Dear All,
there a various threads here as well as in other forums dealing with segmentation fault problems related to the stack size and openMP. Unfortunately, the information is (at least for my understanding) not consistent and--because some threads are rather old--it might also be outdated. My primary information is https://software.intel.com/en-us/articles/determining-root-cause-of-sigsegv-or-sigbus-errors/, where the recommendation for openMP applications is to remove the stack size limit of the operation system via
ulimit -s unlimited
or set it to a high value, rather than giving the compiler a limit (via -heap-arrays) for the size of arrays that it should put on the stack (i.e. all arrays known to compile time to be larger are put on the heap). Unfortunately, the other thread linked in the aforementioned (https://software.intel.com/en-us/articles/intel-fortran-compiler-increased-stack-usage-of-80-or-higher-compilers-causes-segmentation-fault) recommends using "-heap-arrays" independent if the application uses openMP or not. Also, https://software.intel.com/en-us/forums/topic/501500#comment-1779157 recommends not to set the stack size to unlimited.
I tried to set the stack size to a bigger size (default on Ubuntu is 8 kiB), but this sometimes causes problems with other software that is using threads.

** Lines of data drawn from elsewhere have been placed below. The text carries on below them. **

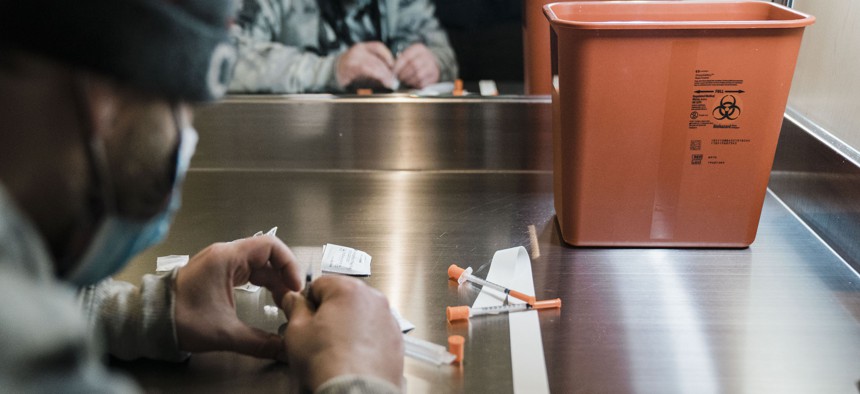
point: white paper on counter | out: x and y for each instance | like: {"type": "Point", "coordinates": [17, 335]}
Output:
{"type": "Point", "coordinates": [168, 263]}
{"type": "Point", "coordinates": [343, 260]}
{"type": "Point", "coordinates": [513, 269]}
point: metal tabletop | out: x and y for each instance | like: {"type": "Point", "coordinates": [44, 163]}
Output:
{"type": "Point", "coordinates": [421, 184]}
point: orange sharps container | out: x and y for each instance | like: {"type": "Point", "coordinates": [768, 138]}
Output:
{"type": "Point", "coordinates": [666, 117]}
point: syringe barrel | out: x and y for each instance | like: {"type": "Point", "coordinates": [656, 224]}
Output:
{"type": "Point", "coordinates": [495, 310]}
{"type": "Point", "coordinates": [475, 279]}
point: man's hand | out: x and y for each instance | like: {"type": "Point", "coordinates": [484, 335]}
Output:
{"type": "Point", "coordinates": [205, 312]}
{"type": "Point", "coordinates": [366, 64]}
{"type": "Point", "coordinates": [344, 327]}
{"type": "Point", "coordinates": [417, 66]}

Also, it is hard for me to estimate the required stack size.
A critical part of the my code looks like
function mesh_build_cellnodes(nodes,Ncellnodes) implicit none integer(pInt), intent(in) :: Ncellnodes real(pReal), dimension(3,mesh_Nnodes), intent(in) :: nodes real(pReal), dimension(3,Ncellnodes) :: mesh_build_cellnodes integer(pInt) :: & e,t,n,m, & localCellnodeID real(pReal), dimension(3) :: & myCoords mesh_build_cellnodes = 0.0_pReal !$OMP PARALLEL DO PRIVATE(e,localCellnodeID,t,myCoords) do n = 1_pInt,Ncellnodes e = mesh_cellnodeParent(1,n) localCellnodeID = mesh_cellnodeParent(2,n) t = mesh_element(2,e) myCoords = 0.0_pReal do m = 1_pInt,FE_Nnodes(t) myCoords = myCoords + nodes(1:3,mesh_element(4_pInt+m,e)) & * FE_cellnodeParentnodeWeights(m,localCellnodeID,t) enddo mesh_build_cellnodes(1:3,n) = myCoords / sum(FE_cellnodeParentnodeWeights(:,localCellnodeID,t)) enddo !$OMP END PARALLEL DO end function mesh_build_cellnodes
where "mesh_Nnodes" can be in the range of 1000 to some Mio. According to https://software.intel.com/en-us/forums/topic/301590#comment-1524955, I understand that the "-heap-arrays" option will force the compiler to allocate "nodes" to the heap and not to the stack independently of the value given because its size is not known at compile time. A possible solution is, to give
-heap-arrays 8
as an compiler option since this seems to be a reasonable value for the stack size. In fact, on Ubuntu it is
ulimit -s 8192
My application runs fine with that (but would crash when I do not use the compiler option). The other possibility is still to unlimit the stack size (and omit the compiler option).
Since removing the stack size limit (and omitting the heap-arrays option) will significantly improve the performance at a slightly higher memory consumption (according to the time command, see attached file), I would rather use this option.
Therefore, my question is, if this method has any disadvantages for an application running with 1 to 32 threads.
Thanks in advance for your contributions and apologies for raising this question again.